Las otras ciudades de A-Io estaban demasiado lejos, para ir hasta ellas en una sola jornada, pero lo llevaban con frecuencia a Nio Esseia, a cincuenta kilómetros de la Universidad. Allí habían dispuesto toda una serie de recepciones en honor del viajero. Shevek no disfrutaba mucho de esas reuniones; no tenían ninguna relación con lo que para él era una fiesta. Todos se mostraban muy corteses y locuaces, pero nunca hablaban de nada interesante, y sonreían tanto que parecían ansiosos.

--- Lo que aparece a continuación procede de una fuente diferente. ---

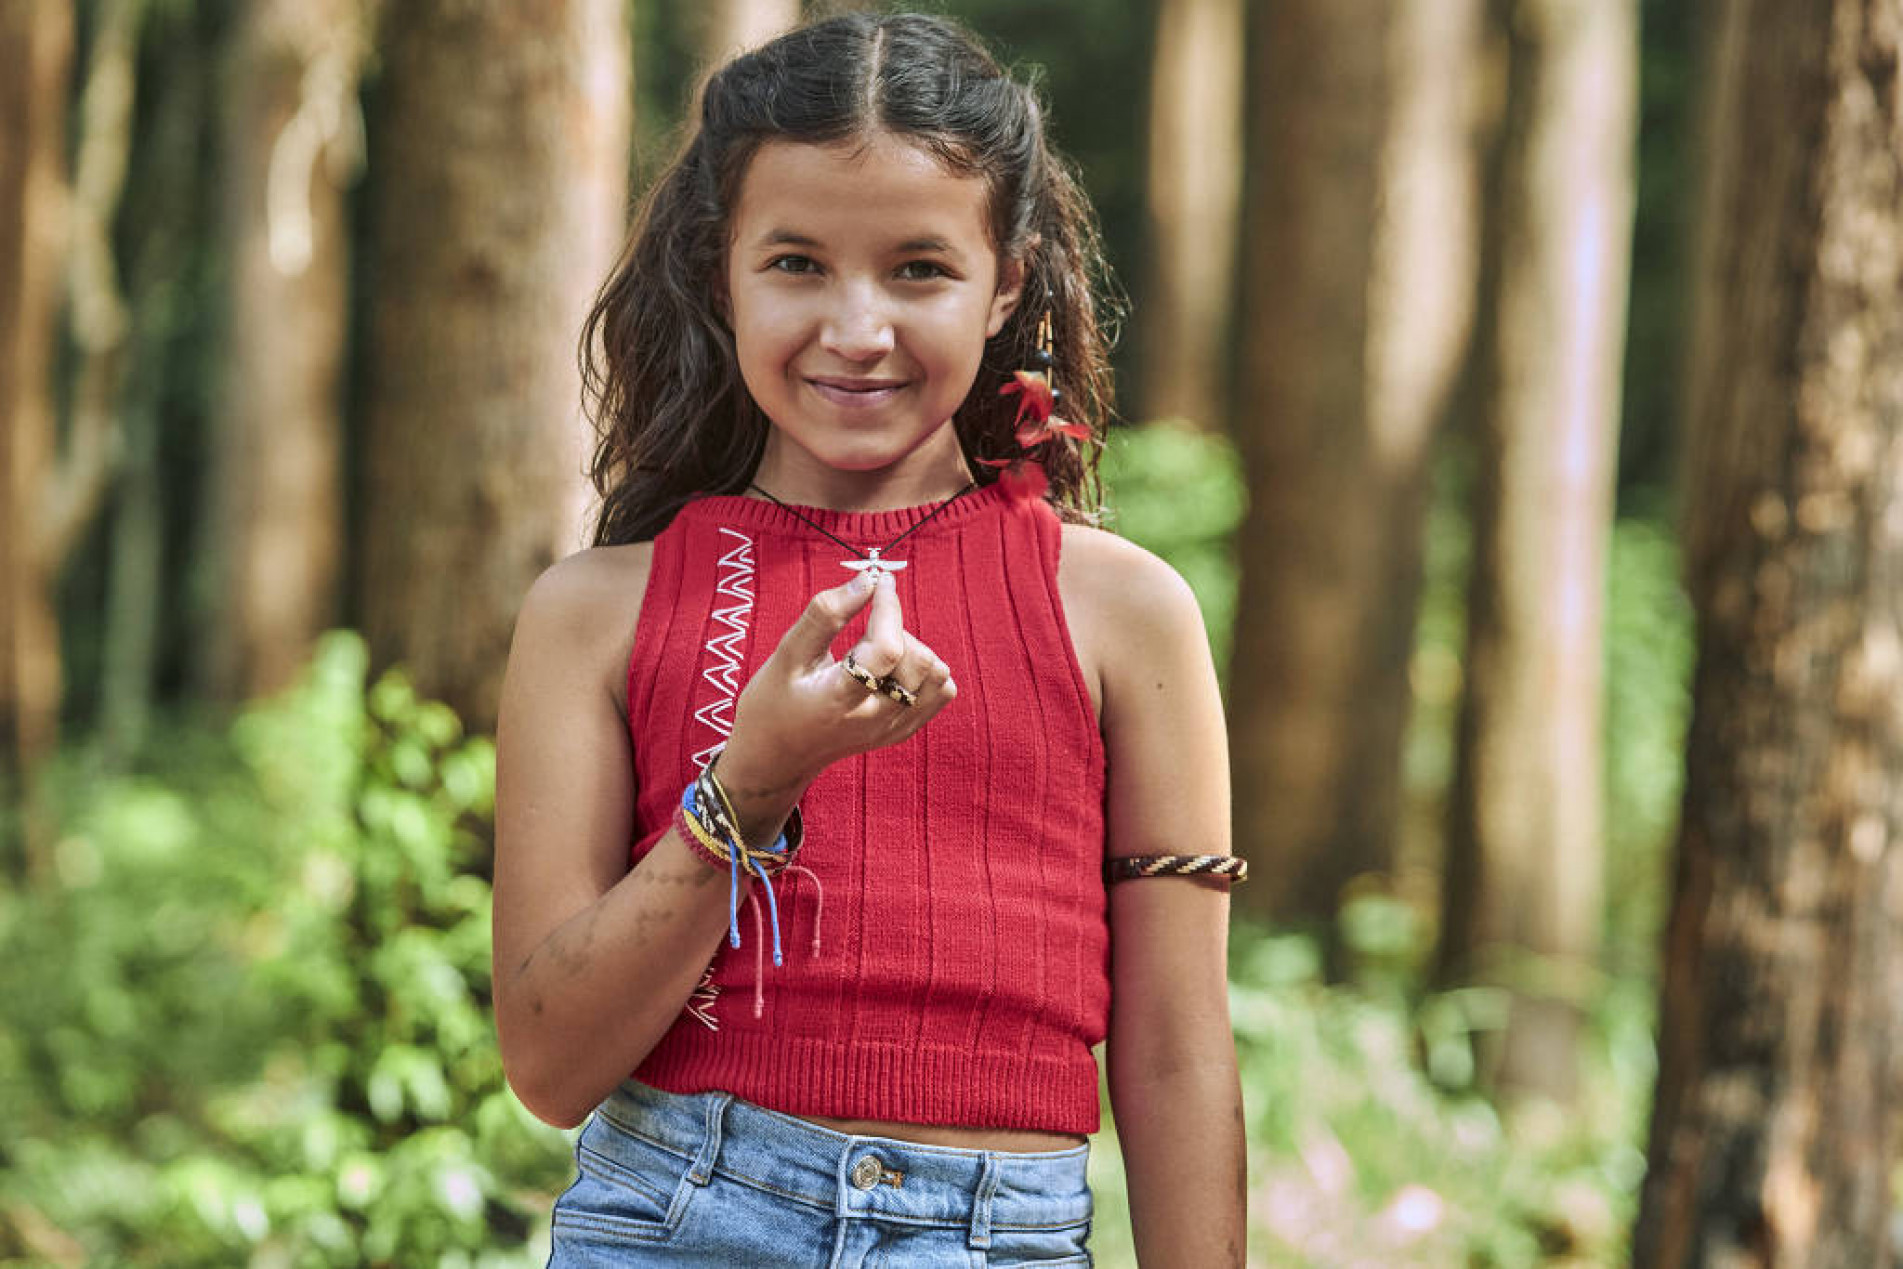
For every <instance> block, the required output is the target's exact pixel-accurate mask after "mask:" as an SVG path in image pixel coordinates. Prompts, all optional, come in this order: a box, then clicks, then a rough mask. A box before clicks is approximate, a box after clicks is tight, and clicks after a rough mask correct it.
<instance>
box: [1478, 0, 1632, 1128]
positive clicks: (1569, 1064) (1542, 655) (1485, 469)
mask: <svg viewBox="0 0 1903 1269" xmlns="http://www.w3.org/2000/svg"><path fill="white" fill-rule="evenodd" d="M1496 17H1498V27H1500V29H1501V30H1503V32H1505V36H1507V99H1505V118H1503V124H1505V131H1503V137H1501V143H1500V148H1498V154H1496V160H1494V164H1492V173H1490V181H1488V185H1490V198H1488V221H1490V225H1488V232H1486V244H1488V247H1486V251H1488V257H1490V259H1488V263H1486V266H1484V268H1482V278H1484V285H1486V295H1484V299H1482V308H1481V310H1482V314H1484V325H1482V329H1481V333H1479V354H1477V367H1479V392H1477V413H1479V424H1481V426H1479V487H1477V500H1475V510H1473V531H1475V546H1473V573H1471V582H1469V605H1467V654H1465V658H1463V664H1465V698H1463V712H1462V723H1460V742H1458V755H1456V780H1454V795H1452V833H1450V841H1448V869H1446V887H1444V894H1442V900H1444V902H1442V923H1441V930H1442V942H1441V955H1442V978H1446V980H1469V978H1473V976H1481V978H1482V980H1486V982H1494V984H1500V986H1507V987H1511V1012H1509V1020H1507V1029H1505V1033H1503V1035H1501V1037H1498V1043H1496V1044H1492V1048H1494V1052H1490V1054H1488V1064H1486V1067H1488V1073H1490V1077H1492V1081H1494V1083H1496V1084H1498V1086H1500V1088H1501V1090H1503V1092H1507V1094H1541V1096H1547V1098H1553V1100H1559V1102H1572V1098H1574V1092H1576V1077H1578V1048H1579V1027H1581V1022H1583V1006H1585V1003H1587V1001H1585V999H1583V991H1585V986H1587V984H1589V982H1591V968H1593V965H1595V961H1597V946H1599V930H1600V869H1602V850H1600V784H1602V780H1600V767H1602V748H1600V677H1602V675H1600V666H1602V660H1604V651H1602V637H1600V634H1602V611H1604V569H1606V540H1608V537H1610V531H1612V468H1614V453H1616V447H1618V419H1619V363H1621V352H1623V333H1625V325H1623V322H1625V285H1627V272H1629V261H1631V219H1633V190H1635V186H1633V143H1635V120H1637V84H1638V78H1637V76H1638V67H1637V57H1638V11H1637V2H1635V0H1496Z"/></svg>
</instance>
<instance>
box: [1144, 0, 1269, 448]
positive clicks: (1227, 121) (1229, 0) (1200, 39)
mask: <svg viewBox="0 0 1903 1269" xmlns="http://www.w3.org/2000/svg"><path fill="white" fill-rule="evenodd" d="M1155 32H1157V36H1155V51H1153V55H1151V63H1149V65H1151V76H1149V152H1148V164H1146V204H1148V213H1149V215H1148V236H1149V251H1148V257H1146V264H1144V278H1146V285H1144V306H1142V310H1140V312H1138V333H1140V342H1138V348H1140V352H1142V361H1140V365H1138V375H1136V384H1138V390H1140V394H1142V396H1140V400H1138V403H1136V419H1140V420H1146V422H1151V420H1161V419H1172V420H1180V422H1187V424H1191V426H1199V428H1222V426H1226V422H1227V419H1229V413H1227V398H1229V394H1227V381H1229V358H1227V348H1229V329H1231V322H1229V316H1231V301H1233V289H1235V232H1237V221H1239V215H1241V207H1239V198H1241V186H1243V181H1241V173H1243V48H1245V44H1243V0H1163V2H1161V4H1159V6H1157V27H1155Z"/></svg>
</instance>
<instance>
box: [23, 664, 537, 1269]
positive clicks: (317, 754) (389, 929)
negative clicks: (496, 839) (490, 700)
mask: <svg viewBox="0 0 1903 1269" xmlns="http://www.w3.org/2000/svg"><path fill="white" fill-rule="evenodd" d="M53 790H55V805H57V807H63V812H61V835H59V843H57V850H55V864H57V879H55V883H53V885H51V887H48V888H44V890H34V892H25V894H19V892H13V894H6V896H0V1001H4V1005H0V1010H4V1014H0V1016H4V1027H0V1035H4V1037H6V1041H0V1162H4V1168H6V1170H4V1180H0V1212H4V1216H0V1254H6V1256H32V1258H44V1259H67V1261H78V1259H86V1261H114V1263H131V1265H198V1263H215V1265H228V1263H247V1261H249V1263H259V1265H362V1263H386V1265H419V1263H430V1265H436V1263H447V1265H455V1263H466V1265H478V1263H483V1265H489V1263H537V1261H535V1258H533V1248H531V1242H535V1240H537V1239H546V1233H544V1223H546V1210H548V1202H550V1201H552V1187H556V1185H561V1183H563V1181H565V1178H567V1168H569V1162H567V1149H569V1147H567V1138H565V1136H563V1134H559V1132H556V1130H552V1128H548V1126H544V1124H540V1123H539V1121H535V1119H533V1117H531V1115H529V1113H527V1111H525V1109H521V1105H520V1103H518V1102H516V1098H514V1096H512V1094H510V1092H508V1090H506V1086H504V1083H502V1069H500V1058H499V1056H497V1046H495V1031H493V1025H491V1018H489V885H487V881H485V879H483V875H485V871H487V847H485V841H487V824H489V820H491V816H493V795H495V753H493V746H491V744H489V742H487V740H481V738H474V740H472V738H464V736H462V729H461V725H459V721H457V717H455V715H453V713H451V712H449V710H447V708H443V706H440V704H434V702H424V700H419V698H417V696H415V693H413V691H411V689H409V685H407V683H405V681H403V677H402V675H396V674H392V675H386V677H383V679H381V681H379V683H375V685H373V687H369V689H367V691H365V654H363V647H362V643H360V641H358V639H356V637H354V635H348V634H337V635H331V637H329V639H325V643H324V645H322V649H320V653H318V656H316V660H314V664H312V668H310V672H308V675H306V679H304V683H303V685H301V687H299V689H297V691H293V693H291V694H287V696H285V698H284V700H278V702H270V704H265V706H261V708H257V710H251V712H247V713H245V715H244V717H242V719H238V723H236V725H234V727H232V729H230V731H228V732H225V734H221V736H206V734H202V732H194V731H181V732H177V734H175V736H171V740H169V744H167V746H164V753H162V757H160V759H156V761H154V767H152V771H148V772H145V774H135V776H110V778H108V776H101V774H99V772H95V771H91V769H89V759H88V755H86V753H76V755H70V757H67V759H65V765H63V767H61V769H59V771H57V772H55V774H53Z"/></svg>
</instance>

Las vestimentas, en cambio, eran hermosas, como si los urrasti pusieran en ellas, y en los manjares, y en la diversidad de cosas que bebían, y en el mobiliario y los espléndidos ornamentos de los salones y palacios, la alegría y la jovialidad que ellos mismos no tenían.
Le mostraron vistas panorámicas de Nio Esseia: una ciudad con cinco millones de habitantes: una cuarta parte de la población total de Anarres. Lo llevaron a la Plaza del Capitolio y le mostraron las altas puertas de bronce de la sede del gobierno; le permitieron asistir a un debate del Senado y a una reunión del Comité de Directores. Lo llevaron al Jardín Zoológico, al Museo de Ciencias e Industrias, a visitar una escuela en la que unos niños encantadores con uniformes azules y blancos cantaron para él el himno nacional de A-Io. Lo llevaron a una fábrica de piezas electrónicas, un taller siderúrgico totalmente automatizado, y un laboratorio de fusión nuclear, para que pudiera apreciar con cuánta eficiencia manejaba sus recursos manufactureros y energéticos la economía del propietariado. Lo llevaron a inspeccionar un nuevo edificio de viviendas proyectado por el gobierno, para que viera cómo el Estado velaba por las necesidades de la población. Lo llevaron al mar en barco por el Estuario del Sua, atestado de naves que venían de todas las regiones del planeta. Lo llevaron al Tribunal Supremo de Justicia, y pasó un día entero escuchando las causas civiles y criminales que allí se juzgaban, una experiencia que lo dejó perplejo y espantado; pero ellos insistían en que viera todo cuanto había que ver, y lo llevaban a donde quería ir. Cuando preguntó, no sin timidez, si podía ver el lugar donde estaba enterrada Odo, lo arrastraron hasta el viejo cementerio del distrito de Trans-Sua. Y hasta permitieron que los reporteros de los periódicos de mala fama lo fotografiasen de pie a la sombra de los viejos sauces, mirando la sencilla y bien conservada lápida:
Lo llevaron a Rodarred, la sede del Consejo de Gobiernos Mundiales, para que hablase en una sesión plenaria. Shevek había esperado conocer allí, o al menos ver, a gentes de otros mundos, los embajadores de Terra o de Hain, pero el apretado programa de actividades no se lo permitió. Había trabajado mucho en la preparación del discurso, un alegato a favor de la comunicación libre y el mutuo reconocimiento entre el Nuevo y el Viejo Mundo. Fue recibido con una ovación de diez minutos, todo el mundo de pie. Los semanarios respetables lo comentaron elogiosamente, calificándolo de «un gesto moral y desinteresado de fraternidad humana por parte de un científico eminente», pero no transcribieron pasajes del discurso, ni ellos ni la prensa popular. A pesar de los aplausos, Shevek tenía la curiosa impresión de que en realidad nadie lo había escuchado.